Boden, like Harris, is totally committed to local farmers—and buys from about 40 of them, many listed on the menu. “In a nutshell, we work with the best products the valley has to offer and try to do as little as possible to them,” says Boden. “We want each item to shine through.” The brunch only whetted my appetite for a Grocery dinner, the more so after I glanced at a few of the recent offerings. Boden’s pasta dishes include carrot agnolotti and sea scallops, pumpkin tortellini and house-made fettuccini. Other dishes include “hot to share” starters such as Boer goat meatballs and grilled king trumpet mushrooms and, among the main courses, heritage pork loin and wild striped bass.
Staunton has plenty of places to listen to live music. Most are fairly casual, including Baja Bean, Darjeeling Café, and Mill Street Grill). On Saturday night I took in a roots-music show at the one-year old Mockingbird, a combination artisan restaurant and music hall opened a little more than a year ago by Wade Luhn. Like the Grocery, Mockingbird is located on Beverly Street. I was curious about Mockingbird having heard ads about the place on radio station WNRN (the best radio station in Virginia, in my opinion) and it did not disappoint. The music hall is adjacent to the restaurant but acoustically separate—meaning you don’t hear diners in the music hall or music while eating. The hall, which seats 160, is intimate and warm—an ideal size for a venue focused on showcasing local and regional talent, and there is a lot of it in valley.

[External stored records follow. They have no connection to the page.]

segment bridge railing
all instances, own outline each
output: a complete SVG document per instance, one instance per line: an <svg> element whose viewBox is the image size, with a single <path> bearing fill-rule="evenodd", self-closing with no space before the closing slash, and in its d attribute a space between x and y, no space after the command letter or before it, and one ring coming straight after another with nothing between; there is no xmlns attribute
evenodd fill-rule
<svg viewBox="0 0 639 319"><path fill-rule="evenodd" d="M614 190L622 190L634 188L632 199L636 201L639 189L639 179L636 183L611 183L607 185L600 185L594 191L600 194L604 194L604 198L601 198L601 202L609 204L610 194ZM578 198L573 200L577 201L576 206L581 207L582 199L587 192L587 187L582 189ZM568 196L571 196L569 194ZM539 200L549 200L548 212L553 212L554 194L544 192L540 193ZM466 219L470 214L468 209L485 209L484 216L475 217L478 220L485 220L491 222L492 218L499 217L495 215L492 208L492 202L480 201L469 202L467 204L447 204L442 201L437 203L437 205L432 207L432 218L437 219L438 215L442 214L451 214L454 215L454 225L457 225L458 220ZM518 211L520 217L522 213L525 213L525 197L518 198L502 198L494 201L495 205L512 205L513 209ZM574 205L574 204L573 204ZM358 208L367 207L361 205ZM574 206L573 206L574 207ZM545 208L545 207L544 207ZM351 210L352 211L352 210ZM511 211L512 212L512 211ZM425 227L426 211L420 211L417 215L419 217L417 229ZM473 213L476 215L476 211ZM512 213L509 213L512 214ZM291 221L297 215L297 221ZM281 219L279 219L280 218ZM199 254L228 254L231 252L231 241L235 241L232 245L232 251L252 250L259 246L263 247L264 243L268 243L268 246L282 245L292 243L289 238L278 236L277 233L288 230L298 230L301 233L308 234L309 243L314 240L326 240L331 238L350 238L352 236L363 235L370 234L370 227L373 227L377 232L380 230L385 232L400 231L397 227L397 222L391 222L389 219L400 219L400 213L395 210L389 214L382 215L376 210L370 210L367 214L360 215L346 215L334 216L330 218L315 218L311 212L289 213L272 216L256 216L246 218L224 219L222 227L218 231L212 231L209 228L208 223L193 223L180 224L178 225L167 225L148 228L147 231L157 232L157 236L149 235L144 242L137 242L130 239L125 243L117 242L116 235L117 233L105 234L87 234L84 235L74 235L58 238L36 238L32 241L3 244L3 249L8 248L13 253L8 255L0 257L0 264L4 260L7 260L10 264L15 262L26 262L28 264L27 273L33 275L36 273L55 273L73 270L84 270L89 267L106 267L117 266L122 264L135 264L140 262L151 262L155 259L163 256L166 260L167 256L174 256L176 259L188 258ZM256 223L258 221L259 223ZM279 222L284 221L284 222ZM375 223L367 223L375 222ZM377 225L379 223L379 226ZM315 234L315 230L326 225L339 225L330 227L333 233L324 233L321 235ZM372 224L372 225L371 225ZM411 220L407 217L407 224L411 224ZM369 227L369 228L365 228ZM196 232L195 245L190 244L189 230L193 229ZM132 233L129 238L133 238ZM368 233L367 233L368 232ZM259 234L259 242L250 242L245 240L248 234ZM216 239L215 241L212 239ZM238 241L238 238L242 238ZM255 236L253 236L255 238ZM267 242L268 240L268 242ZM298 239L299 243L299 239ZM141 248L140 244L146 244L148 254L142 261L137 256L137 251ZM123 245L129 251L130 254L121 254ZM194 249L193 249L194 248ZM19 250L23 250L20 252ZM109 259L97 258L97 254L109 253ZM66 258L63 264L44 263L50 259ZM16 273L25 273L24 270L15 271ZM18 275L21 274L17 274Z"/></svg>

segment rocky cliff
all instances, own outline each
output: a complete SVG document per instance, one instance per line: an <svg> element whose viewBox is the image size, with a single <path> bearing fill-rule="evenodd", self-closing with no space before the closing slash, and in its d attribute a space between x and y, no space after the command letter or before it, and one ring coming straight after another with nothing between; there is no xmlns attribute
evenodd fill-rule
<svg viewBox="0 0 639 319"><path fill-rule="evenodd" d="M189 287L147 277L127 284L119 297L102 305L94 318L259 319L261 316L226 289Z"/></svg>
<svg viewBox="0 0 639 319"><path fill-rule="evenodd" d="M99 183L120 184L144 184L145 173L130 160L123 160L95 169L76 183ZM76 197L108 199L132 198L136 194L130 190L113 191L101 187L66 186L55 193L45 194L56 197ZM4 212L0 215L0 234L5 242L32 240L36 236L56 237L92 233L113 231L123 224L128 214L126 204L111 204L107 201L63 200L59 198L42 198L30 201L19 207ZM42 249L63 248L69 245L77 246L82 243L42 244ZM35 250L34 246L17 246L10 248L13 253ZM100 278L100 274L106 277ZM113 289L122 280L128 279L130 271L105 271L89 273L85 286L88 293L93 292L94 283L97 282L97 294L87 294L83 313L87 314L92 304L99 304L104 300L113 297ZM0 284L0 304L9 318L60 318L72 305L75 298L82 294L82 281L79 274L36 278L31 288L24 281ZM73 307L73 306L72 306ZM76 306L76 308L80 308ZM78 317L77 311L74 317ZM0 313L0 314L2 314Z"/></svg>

For all the good things I’ve mentioned, the highlight of my Staunton visit was seeing a performance of The Taming of the Shrew at the Blackfriars Playhouse, which is part of the American Shakespeare Center. The ASC dates back to 1988 when Jim Warren and Ralph Cohen started a touring company called the Shenandoah Shakespeare Express. The playhouse, built 10 years ago, is a recreation of Shakespeare’s original indoor theater—and the performances hew to Shakespearean tradition: the lights are kept on and there are few if any stage props.
The ASC is not about stodgy Shakespeare—quite the opposite. It is dedicated to “recovering the joy and accessibility of Shakespeare’s theatre, language and humanity” through its performances and education efforts—and though I only saw one show, it is clear that the troupe holds that mission statement dear. Their zeal, and talent, was infectious. Taming of the Shrew was thoroughly entertaining, highly professional and very high in energy. I loved it—and so did everyone else in the audience. It was easy to see why the ASC troupe regularly receives acclaim from prestigious newspaper critics and academics—including an endorsement from Dame Judi Dench. The performers were palpably enjoying themselves on the stage, on which a few audience members sit as well. Select members of the troupe sing songs up on a balcony behind the stage before every show—and again during intermission.
If you have not been to the Blackfriars Playhouse, go. And the same holds true for Staunton—a valley town that is not just an ideal spot for a one- or two-day visit, but also one that celebrates all things local, and what can be better for that?